見た相手を凍り付かせるその力は、氷魔狼であるコッコロちゃんのもの。
「あの女は俺のだ。貴様にはやらん」
「へえ……家を潰しかけた戦犯の分際で、大きな口利くね?」
ふたりがにらみ合っている。
「貴様が逃げたのが悪いのだ」
「君の魔力がゲロみたいにまずいのが悪い」
「あの女は俺の妻だ」
「悪いけどフェリはボクのフェリだから」
「「…………」」
……はぁ、やれやれ。
何を子供みたいにケンカしているのだろうか。
「だいいち貴様は神獣で、あの女は人間だろうが」
「愛に種族は関係ない。ボクはフェリが好きだ。ボクの番にする」
「ふざけるな。あれは俺のだ。奪うようなら貴様を殺……ぶっ!」」
私はアルセイフ様の後頭部を叩く。
「やめなさい、相手は守り神なのですよ? 殺すなんてぶっそうなマネはおやめなさい」
「へんっ! ばーか! 怒られてやーんの……あいたっ!」
ぺん、と私はコッコロちゃんの頭を叩く。
「こら、駄目でしょうコッコロちゃん。他の子とケンカしちゃだめって、忘れたの?」
「うう……ごめん、フェリぃ~……」
再会したとき、この子がコッコロちゃんだと信じられなかった。
でも言動を見れば、なんてことはない、私が幼い頃に拾ってかわいがった、子犬ちゃんだった。
「二人ともケンカしないの。仲良くなさい」
「「無理。
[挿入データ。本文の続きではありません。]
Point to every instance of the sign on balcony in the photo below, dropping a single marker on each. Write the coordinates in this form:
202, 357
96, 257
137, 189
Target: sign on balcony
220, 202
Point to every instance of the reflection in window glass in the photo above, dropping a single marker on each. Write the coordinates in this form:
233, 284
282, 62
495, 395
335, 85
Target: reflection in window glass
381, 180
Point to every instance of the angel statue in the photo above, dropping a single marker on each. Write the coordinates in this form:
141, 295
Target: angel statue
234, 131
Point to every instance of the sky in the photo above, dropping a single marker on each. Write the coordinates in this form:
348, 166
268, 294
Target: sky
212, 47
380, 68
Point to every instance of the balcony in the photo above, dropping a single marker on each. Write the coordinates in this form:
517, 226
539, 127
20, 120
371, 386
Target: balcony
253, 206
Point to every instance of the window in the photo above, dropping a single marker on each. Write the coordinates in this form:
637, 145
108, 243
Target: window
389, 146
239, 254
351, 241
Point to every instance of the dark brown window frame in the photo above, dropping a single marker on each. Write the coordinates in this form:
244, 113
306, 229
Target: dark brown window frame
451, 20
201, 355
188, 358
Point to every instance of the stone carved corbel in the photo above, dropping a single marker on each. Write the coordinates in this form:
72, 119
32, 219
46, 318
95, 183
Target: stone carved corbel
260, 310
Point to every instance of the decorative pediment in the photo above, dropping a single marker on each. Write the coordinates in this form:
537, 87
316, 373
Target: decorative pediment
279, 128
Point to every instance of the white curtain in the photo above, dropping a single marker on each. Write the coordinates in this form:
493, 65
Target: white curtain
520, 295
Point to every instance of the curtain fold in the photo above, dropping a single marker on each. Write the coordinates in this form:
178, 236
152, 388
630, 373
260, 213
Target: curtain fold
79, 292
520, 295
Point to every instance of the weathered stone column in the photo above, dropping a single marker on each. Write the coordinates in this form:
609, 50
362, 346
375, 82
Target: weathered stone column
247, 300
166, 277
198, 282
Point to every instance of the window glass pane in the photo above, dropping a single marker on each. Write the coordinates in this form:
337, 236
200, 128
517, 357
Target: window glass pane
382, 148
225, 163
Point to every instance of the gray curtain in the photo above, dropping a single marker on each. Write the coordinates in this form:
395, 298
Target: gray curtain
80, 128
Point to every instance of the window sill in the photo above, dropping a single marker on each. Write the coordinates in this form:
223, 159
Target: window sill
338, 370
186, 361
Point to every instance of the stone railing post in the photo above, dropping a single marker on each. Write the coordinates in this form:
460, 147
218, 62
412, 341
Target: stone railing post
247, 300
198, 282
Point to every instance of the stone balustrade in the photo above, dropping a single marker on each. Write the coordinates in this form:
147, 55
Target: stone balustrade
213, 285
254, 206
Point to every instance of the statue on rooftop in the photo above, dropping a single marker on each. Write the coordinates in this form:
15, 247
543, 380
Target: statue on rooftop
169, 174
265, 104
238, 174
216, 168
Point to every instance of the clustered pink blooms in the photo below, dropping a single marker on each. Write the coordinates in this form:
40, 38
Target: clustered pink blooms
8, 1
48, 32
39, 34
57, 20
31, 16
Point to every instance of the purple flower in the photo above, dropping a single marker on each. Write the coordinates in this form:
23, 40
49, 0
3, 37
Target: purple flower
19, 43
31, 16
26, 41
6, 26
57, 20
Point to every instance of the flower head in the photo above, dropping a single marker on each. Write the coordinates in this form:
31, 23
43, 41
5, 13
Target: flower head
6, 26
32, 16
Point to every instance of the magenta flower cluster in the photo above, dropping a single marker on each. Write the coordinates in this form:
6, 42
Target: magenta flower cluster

こいつ嫌い」」
やれやれ……。
「とにかく、同じ屋敷で暮らしていく以上、ケンカは御法度です」
「わかったよ……フェリがそうしろっていうなら、そうする!」
笑顔で手を上げるコッコロちゃん。
「うん、良い子ですね。良い子良い子」
わしゃわしゃ、と私はかつてのように、彼のあたまをなでる。
ぱたたっ、と犬の尻尾がゆれる。
「おい止めろ」
私の手を引いて、彼が抱き寄せる。
え? 何、急に……?
「おまえ、夫が居る分際で、他の男といちゃつく気か?」
「何をバカな。この子は神獣じゃないですか。男って……」
「性別上、男だろうが。俺の女である以上、他の男には触れることすら許さん」
まあ確かに夫以外の男に触れるのは、不貞行為にはなるけれど、相手は神獣だろうに。
「君……調子乗らないでよ……?」
びきびき……とコッコロちゃんの周囲が凍結していく。
「フェリはボクのフェリなんですが?」
「ふざけるな犬。こいつは俺のだ」
「「あ゛……? いてっ」」
私は二人の頭を叩く。
「私は私です。誰のモノでもありません」
「「しかし……!」」
「お座り」
さっ、とコッコロちゃんがお座りの体勢になる。
「なんだと貴様? 俺に命令」
「お・す・わ・り」
私に気圧されたのか、顔を引いて、ちっ……と舌打ちをする。
そのまま出て行くアルセイフ様。
やれやれ、子供ですかねあの人。
「じゃ、フェリ! 今日からよろしく!」
「ええ、よろしくコッコロちゃん」
私は彼に抱きついて、あたまをなでる。
「会いたかったですよ」
「えへへ~♡ ボクも~♡」
びきびき、ばきばきばきっ……!
……とどこかで何かが壊れる音がした。